The company filed suit in U.S. District Court against Sumter County Sheriff William Farmer, claiming that he unconstitutionally seized 22,000 videos from the store in violation of the 1st, 4th and 14th Amendments.

Farmer took the videos claiming that the store failed to properly display the ratings on the movie packages. The sheriff’s office also said it would petition the court seeking approval to destroy the movies as contraband.

In its complaint, XMart asserts that it is a duly authorized corporation properly registered to sell adult materials, its products are not obscene, it displays signage advising patrons about the nature of its products and it does not allow customers under 18 into the store.

In other words, the lawsuit says, the store was operating within its legal rights and abiding by all applicable laws, and it should not have been raided.
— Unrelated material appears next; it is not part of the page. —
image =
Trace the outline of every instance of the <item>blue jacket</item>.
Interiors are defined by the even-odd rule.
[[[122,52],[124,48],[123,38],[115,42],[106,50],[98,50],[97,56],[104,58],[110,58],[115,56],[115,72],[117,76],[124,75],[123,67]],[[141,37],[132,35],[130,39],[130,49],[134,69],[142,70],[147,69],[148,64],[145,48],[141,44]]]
The raid itself also violated the law, the suit goes on to assert, because it was massive in nature, Sheriff’s agents seized multiple copies of the same titles rather than representative copies and, most importantly, agents made no attempt to remove security jackets on DVDs, meaning there was no way they could tell whether the DVDs had been properly labeled.

According to the suit, the videos have a wholesale value of roughly $200,000, while the security jackets are worth $40,000. Seizing and failing to return the videos, it says, is prior restraint against legal free speech.

The suit further alleges that Farmer was personally motivated in his decision to raid the store, calling out a quote in which Farmer said he felt the store “violated the sanctity of my community.”

It is the second lawsuit 75 Retail Enterprises has brought against the Sumter County Sheriff’s Office. The first, which is ongoing, revolves around the arrest and conviction of XMart owner Evgueni Souliaguine on obscenity charges, for which he is serving a 364-day sentence — the longest allowed for a misdemeanor in Florida.

That suit alleges that the Sheriff’s Office, in violation of Souliaguine’s constitutional rights, used state obscenity laws as a pretext for harassing XMart out of business.

Central to the plaintiff’s claims is that none of the videos sold at the store has ever been deemed obscene by a court. Souliaguine’s conviction is currently on appeal.

Lawyers for 75 Retail Enterprises want all of the seized movies to be returned and for the Sheriff’s Office to pay punitive damages.